There are currently 245 members of Ebony Caper’s “Women Of Color With Multiple Sclerosis” facebook group, and Treva Wallace Miller is one of them. She’s very unique. She’s a risk taker. She’s someone I want you all to know and support.
I met Treva online in the group on a more personal level when she inquired about the #45DayRawFoodDietChallenge. As I got to know her, I discovered the entrepreneurial side of her (see ending link), her family side, and of course her side of multiple sclerosis. Getting to know Treva has been an honor, and it’s my hope that others will learn of her story and join her support team. Thanks Treva Wallace Miller for opening up to our readers and sharing your MS story.
Statistics show that “The average person in the United States has about one in 750 (.1%) chance of developing MS”. Research has demonstrated that MS occurs in most ethnic groups, including African-Americans, Asians and Hispanics/Latinos, but is most common amongst Caucasians. Susceptibility rates vary among these groups, with recent findings suggesting that African American women have a higher than previously reported risk of developing MS. There are limited resources when it comes to Multiple Sclerosis and still not enough awareness. In my search for “other’s like me”, I ran across Mrs. Treva Miller Wallace. She brightens my day every time I speak with her, as we are sisters of the WOMEN OF COLOR WITH MULTIPLE SCLEROSIS facebook group. It’s good to be among family, especially those who can relate to your own struggles
Here’s the story of one of those very unique people, Treva Wallace.
TREVA WALLACE MILLER – MS STORY
It all started in 1995 on September 13, 2005 (1 DAY BEFORE MY
35TH BIRTHDAY) I got the diagnosis of Multiple Sclerosis. Leading in
to the diagnosis, I was concerned about several things that were going
on with my body.
These were: Severe fatigue, when walking, my left foot would not pick
up and I would stub my left toe all the time. I would stumble/trip going
up the stairs. I also notice that when walking my feet would go numb.
At work, I began to walk as if I was drunk…people used to look at me
crazy. Fast forward about six months later, I was sent to a neurologist
who did a series of neurological tests. All were normal! About 3
months later I woke up one morning and noticed my whole left side felt
numb. Doctor decided it was time for a last straw test, a spinal tap!

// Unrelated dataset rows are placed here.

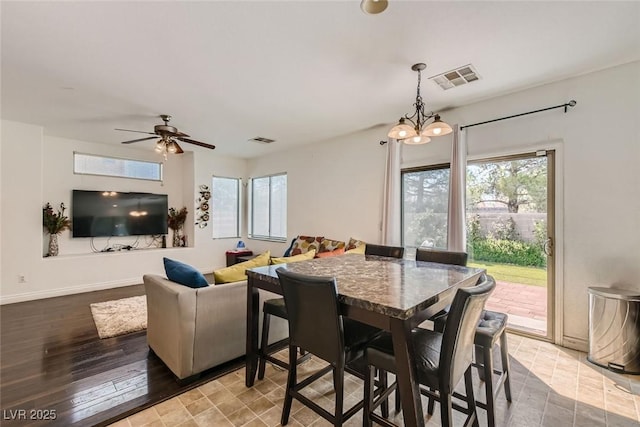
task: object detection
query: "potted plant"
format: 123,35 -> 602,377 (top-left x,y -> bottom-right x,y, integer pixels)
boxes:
167,206 -> 189,247
42,202 -> 71,256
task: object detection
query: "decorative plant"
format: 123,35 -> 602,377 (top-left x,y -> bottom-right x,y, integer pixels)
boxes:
42,202 -> 71,235
167,206 -> 189,230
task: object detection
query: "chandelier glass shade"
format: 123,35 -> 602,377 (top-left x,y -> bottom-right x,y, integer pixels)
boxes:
360,0 -> 389,15
387,63 -> 453,145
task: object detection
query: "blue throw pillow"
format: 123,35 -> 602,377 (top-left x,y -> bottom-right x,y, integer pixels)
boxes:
282,237 -> 297,256
163,257 -> 209,288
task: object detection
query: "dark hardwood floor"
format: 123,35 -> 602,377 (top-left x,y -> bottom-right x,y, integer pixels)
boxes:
0,285 -> 243,427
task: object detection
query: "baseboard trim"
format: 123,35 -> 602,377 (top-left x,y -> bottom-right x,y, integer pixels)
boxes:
0,277 -> 142,305
0,269 -> 218,305
562,335 -> 589,353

Well within two days later, I got the diagnosis. In 1997 I had to leave
my job due to severe fatigue.
Overtime my lower extremities began to diminish and my feet are now
numb and tingly. It began to affect my driving. I could feel the petal
sometimes and sometime I could not. One day I was driving to do
some Christmas shopping and my foot slipped and went behind the
pedal. It scared me because I had a hard time putting it back on the
pedal. This was very dangerous. And I pulled over and called my son
to come and get me. I haven’t driven since. That was two years ago.
This has affected my ability of being able to go at my leisure. I am
relying on family, friends and public transportation. Sometimes it may
be a week before I get out of the house. When using public
transportation, if I have multiple errands, I will have up to an hour wait
before I can be picked up again. Not being able to drive has really
impacted my ability to being mobile.
My community involvement included working with the Jr. Miss Tri-
Cities Pageant and AAAS (A scholarship program for African-
American youth who are honored if they achieved a 3.0 or higher). I
also served as Youth Leader, Choir Director, Church Secretary and
Stewardess at my church.
I really want to get back into the community scene. My hopes are to
get a wheelchair accessible van with a side ramp and hand controls.
I look forward to getting back into the community.